The effort to build deep relationships with a limited number of vendors paid off as new food tracking regulations started to impact small food preparation businesses. Those businesses appealed to industry-leading vendors in the barcoding space for guidance. References from those vendor partners led to several engagements for Alpha Systems, business the integrator might have missed if it was just one more partner on a large vendor’s shipping list.

With those changes in place, Alpha Systems started pursuing a new breed of customers. “We looked at our marketplace and understood that those places where decisions were made on the basis of price were not the kind of customers we wanted,” says Cook. Instead, the integrator started identifying customers and verticals where more sophisticated solutions were in demand and focused its efforts there. One market opportunity it has identified is wireless mobility. Not only can Alpha Systems offer insight into the choice between smartphones and purpose-built rugged data collection handhelds, but if it loses that battle, the integrator typically finds a wireless infrastructure win remains.
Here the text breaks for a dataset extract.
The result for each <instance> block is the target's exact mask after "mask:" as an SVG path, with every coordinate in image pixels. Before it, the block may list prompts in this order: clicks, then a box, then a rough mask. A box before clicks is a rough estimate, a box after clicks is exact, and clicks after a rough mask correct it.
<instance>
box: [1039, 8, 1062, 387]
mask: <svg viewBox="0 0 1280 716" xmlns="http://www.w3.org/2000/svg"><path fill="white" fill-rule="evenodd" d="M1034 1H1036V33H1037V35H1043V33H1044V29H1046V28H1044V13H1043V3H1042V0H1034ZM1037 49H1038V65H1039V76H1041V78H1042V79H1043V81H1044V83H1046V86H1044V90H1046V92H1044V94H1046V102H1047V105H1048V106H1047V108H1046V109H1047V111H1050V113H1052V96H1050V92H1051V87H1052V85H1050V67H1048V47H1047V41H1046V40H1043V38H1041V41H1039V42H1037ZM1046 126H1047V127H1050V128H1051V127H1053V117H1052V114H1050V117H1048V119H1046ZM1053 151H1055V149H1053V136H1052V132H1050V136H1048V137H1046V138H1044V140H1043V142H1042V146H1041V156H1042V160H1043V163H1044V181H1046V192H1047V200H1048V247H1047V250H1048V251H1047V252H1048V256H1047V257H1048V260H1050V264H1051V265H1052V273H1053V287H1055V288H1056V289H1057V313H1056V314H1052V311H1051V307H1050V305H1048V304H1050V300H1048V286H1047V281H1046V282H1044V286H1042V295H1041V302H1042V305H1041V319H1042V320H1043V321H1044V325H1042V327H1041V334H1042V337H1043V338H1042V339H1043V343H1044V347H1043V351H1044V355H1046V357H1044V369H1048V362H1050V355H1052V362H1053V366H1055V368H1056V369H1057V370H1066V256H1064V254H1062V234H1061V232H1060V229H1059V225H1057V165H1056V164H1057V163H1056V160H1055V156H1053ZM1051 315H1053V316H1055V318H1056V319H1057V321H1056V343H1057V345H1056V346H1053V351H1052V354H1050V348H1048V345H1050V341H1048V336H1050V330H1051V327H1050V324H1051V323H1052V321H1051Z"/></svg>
BYOD And Big Data Offer Lucrative Future Sales
Like many other solutions providers, Alpha Systems is not only adjusting and maturing to take advantage of changes in the data collection landscape, it is seeking ways to soften the ebb of revenue between projects. There again, Cook is looking at the impact of mobility and the growing “bring your own devices” (BYOD) trend. “We’re hoping to create a recurring stream helping our customers prepare for BYOD, especially when those devices are used to gather and store data. We can help guide them toward best practices for managing those devices. They will need help with security, connectivity, data management, and managing the volume of traffic on the network, which again is where our experience comes into play.”

Cook also sees opportunity on the horizon when it comes to a growing interest in Big Data. Alpha Systems is preparing to show its customers how to turn all the data they’ve collected and stored into usable information that can reveal potential areas for improvement within the business. “We will offer services to help our customers get that data consolidated and then mine it,” explains Cook. “All of that is a value we can add because we have a specific focus on data collection, every aspect of it, and we can offer expertise our customers could never afford in-house. The key is to communicate to them how that expertise translates into cost savings and increased productivity.”

For Alpha Systems, a willingness to look hard at its own value proposition has paid off. The integrator is on track to achieve a 25% revenue jump by the end of 2012, much of which is built off wins with those midmarket customers willing to pay a little extra for solutions that deliver on a promise to cut costs and increase efficiencies. The next trick will be for Alpha Systems to mature those relationships into ongoing engagements about BYOD and Big Data, an opportunity many integrators will miss if they don’t stay forward focused like this team has done so successfully.